Между тем поток часов и дней продолжал свой бег. На каждом повороте приближался грохот стремнин. Уносимые течением в своем челне, Пьер и Люс слышали его; но им уже не было страшно. Этот могучий рокот, словно басы органа, баюкал их любовный сон. А когда перед ними разверзнется бездна, они закроют глаза, теснее прижмутся друг к другу — и все будет кончено. Их ждет бездна — так незачем утруждать себя мыслями о жизни, о безрадостном будущем. Люс предвидела преграды, с какими столкнется Пьер, когда встанет вопрос о их браке; те же опасения, хотя и более смутные (он меньше ее любил ясность), возникали и у Пьера. Но зачем заглядывать так далеко? Жизнь после бездны — это как та «иная жизнь», о которой твердят в церкви. Говорят, что мы там встретимся снова, но никто в этом не уверен. Достоверно одно: сегодняшний день — наш день. Вольем же в него, не раздумывая, всю нашу долю вечного.
Люс еще менее внимательно, чем Пьер, следила за событиями. К войне она оставалась совершенно безучастной. Это только лишнее бедствие в той цепи бедствий, из которых соткана человеческая жизнь. Война пугает только тех, кто отгорожен от ужасов жизни.

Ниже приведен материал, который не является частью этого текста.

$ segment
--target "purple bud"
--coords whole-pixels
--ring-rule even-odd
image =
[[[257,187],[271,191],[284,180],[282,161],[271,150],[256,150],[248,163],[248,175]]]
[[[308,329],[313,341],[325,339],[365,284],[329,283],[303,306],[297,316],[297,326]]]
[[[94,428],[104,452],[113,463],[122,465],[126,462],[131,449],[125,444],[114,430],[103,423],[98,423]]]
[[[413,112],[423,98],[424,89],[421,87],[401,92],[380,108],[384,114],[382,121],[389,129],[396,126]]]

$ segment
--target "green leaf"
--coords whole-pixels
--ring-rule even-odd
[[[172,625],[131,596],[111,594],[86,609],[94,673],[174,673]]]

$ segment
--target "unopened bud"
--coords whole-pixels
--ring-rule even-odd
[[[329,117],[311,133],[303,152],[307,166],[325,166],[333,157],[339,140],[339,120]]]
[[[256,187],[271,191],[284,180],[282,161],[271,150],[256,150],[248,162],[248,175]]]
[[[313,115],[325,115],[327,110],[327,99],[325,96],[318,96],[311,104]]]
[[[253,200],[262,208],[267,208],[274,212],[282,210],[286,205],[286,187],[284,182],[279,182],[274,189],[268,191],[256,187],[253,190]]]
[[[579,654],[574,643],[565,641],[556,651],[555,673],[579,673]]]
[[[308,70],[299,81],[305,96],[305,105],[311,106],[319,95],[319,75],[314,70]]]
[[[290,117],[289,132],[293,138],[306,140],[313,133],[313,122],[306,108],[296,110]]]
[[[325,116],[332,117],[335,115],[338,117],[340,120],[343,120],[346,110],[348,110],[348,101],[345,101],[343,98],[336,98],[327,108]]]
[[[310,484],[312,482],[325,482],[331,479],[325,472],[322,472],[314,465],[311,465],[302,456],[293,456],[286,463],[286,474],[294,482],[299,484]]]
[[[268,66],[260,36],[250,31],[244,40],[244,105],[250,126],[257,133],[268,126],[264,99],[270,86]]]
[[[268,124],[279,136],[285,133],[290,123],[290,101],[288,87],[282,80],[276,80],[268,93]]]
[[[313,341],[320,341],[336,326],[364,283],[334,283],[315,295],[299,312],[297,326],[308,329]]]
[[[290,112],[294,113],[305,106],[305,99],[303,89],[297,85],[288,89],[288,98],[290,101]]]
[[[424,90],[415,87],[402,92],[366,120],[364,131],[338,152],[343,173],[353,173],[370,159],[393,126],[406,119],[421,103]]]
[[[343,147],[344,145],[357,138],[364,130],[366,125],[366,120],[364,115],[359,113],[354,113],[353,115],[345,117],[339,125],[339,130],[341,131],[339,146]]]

И молодая девушка, преждевременно познавшая, что такое борьба за хлеб насущный, — panem quotidianum… (господь бог не дает его даром!) открывала глаза своему обеспеченному другу на ту беспощадную войну, которая для бедных и в особенности для женщин никогда не прекращается и царит на земле, прикрытая обманчивым покровом мира. Она многого не договаривала, она боялась причинить Пьеру слишком сильную боль; видя, что ему страшно от ее рассказов, и сознавая свое превосходство, она проникалась к нему дружелюбным снисхождением. Люс, подобно большинству женщин, не питала ни физического, ни духовного отвращения к уродливым сторонам жизни, которые оскорбляли чувства юноши. В ней не было мятежного начала. Если бы раньше ей пришлось очень трудно, она ради заработка могла бы без отвращения согласиться на унизительное занятие и, бросив его, чувствовать себя спокойной и чистой, без единого пятнышка на совести. Но теперь она уже не могла! Теперь, когда она узнала и полюбила Пьера, ей передались склонности ее друга, его отвращение к некоторым вещам. Но от природы она была совсем иной: отнюдь не печальной, а спокойной и жизнерадостной. Беспредметная тоска, возвышенная отрешенность от жизни были ей чужды. Жизнь есть жизнь. На до принимать ее такой, как она есть. Она могла бы быть и хуже! Превратности необеспеченного существования, требовавшего вечной изворотливости, особенно во время войны, научили Люс не задумываться о завтрашнем дне. Притом этой свободомыслящей маленькой француженке было несвойственно стремление к потустороннему.